Qu’on le désigne comme spahi soudanais, milicien congolais, tirailleur sénégalais, le soldat noir enrôlé dans l’armée française, nouvel adepte et défenseur de la civilisation, voilà le grand mérite de l’entreprise coloniale. Ces sauvages d’Afrique, il est possible de les dompter, et le résultat est probant. Il n’y pas soldat plus fidèle, plus obéissant, avec plus de constance, plus de gaieté !
Ces bataillons nègres que Faidherbe avait constitués au Sénégal, en 1857, commencèrent à avoir une certaine notoriété en 1879 pour avoir sauvé la vie du capitaine Galliéni qui s’était aventuré en pleine brousse et avait été attaqué par deux mille pillards.

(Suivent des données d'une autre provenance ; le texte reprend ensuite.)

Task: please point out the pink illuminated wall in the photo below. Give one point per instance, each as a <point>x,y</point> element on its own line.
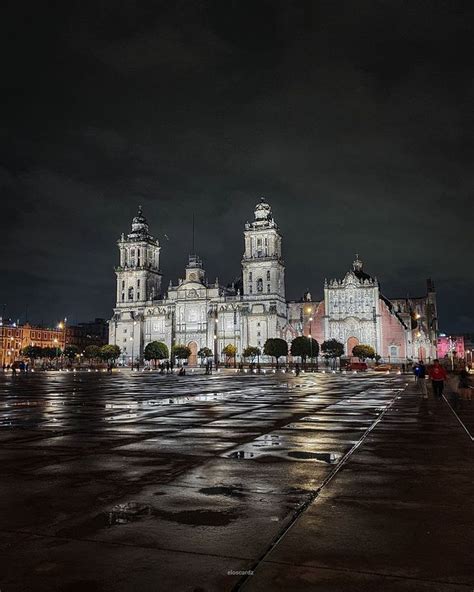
<point>446,344</point>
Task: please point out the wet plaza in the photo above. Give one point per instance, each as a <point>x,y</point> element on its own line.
<point>327,482</point>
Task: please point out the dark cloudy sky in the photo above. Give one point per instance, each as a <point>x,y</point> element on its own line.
<point>354,119</point>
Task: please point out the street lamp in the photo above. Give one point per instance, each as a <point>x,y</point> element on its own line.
<point>55,341</point>
<point>468,353</point>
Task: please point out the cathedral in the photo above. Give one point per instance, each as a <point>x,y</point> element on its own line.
<point>199,314</point>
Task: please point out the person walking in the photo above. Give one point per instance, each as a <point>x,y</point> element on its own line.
<point>438,376</point>
<point>415,371</point>
<point>464,386</point>
<point>421,378</point>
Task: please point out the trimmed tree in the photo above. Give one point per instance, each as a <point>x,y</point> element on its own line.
<point>363,352</point>
<point>156,350</point>
<point>276,348</point>
<point>229,351</point>
<point>70,352</point>
<point>92,352</point>
<point>180,351</point>
<point>203,353</point>
<point>251,352</point>
<point>332,349</point>
<point>304,347</point>
<point>109,353</point>
<point>32,352</point>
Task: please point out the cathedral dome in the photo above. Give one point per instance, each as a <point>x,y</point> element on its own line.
<point>263,211</point>
<point>139,224</point>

Chéchia rouge, gilet de drap bleu, pantalon de cotonnade de style oriental, leur allure haute en couleur les distinguait des autres corps d’armée et laissa les parisiens médusés quand ils défilèrent pour la première fois le 14 juillet 1899. 
A la fin de Cinq mois au Soudan, ce sont les troupes de spahis soudanais avec à leur tête Castagnoul (un Blanc tout de même !) qui arrivent comme la cavalerie pour sauver les Européens que Samory allait supplicier. Dans le grand tableau qui couronne le spectacle, ils libèrent la ville en grande pompe. On a quasiment la même image avec la prise d’Abomey que ce requin de Béhanzin avait incendiée dans un ultime mouvement d’orgueil et de colère. Les fiers héros à la chéchia arrachent les captives des flammes.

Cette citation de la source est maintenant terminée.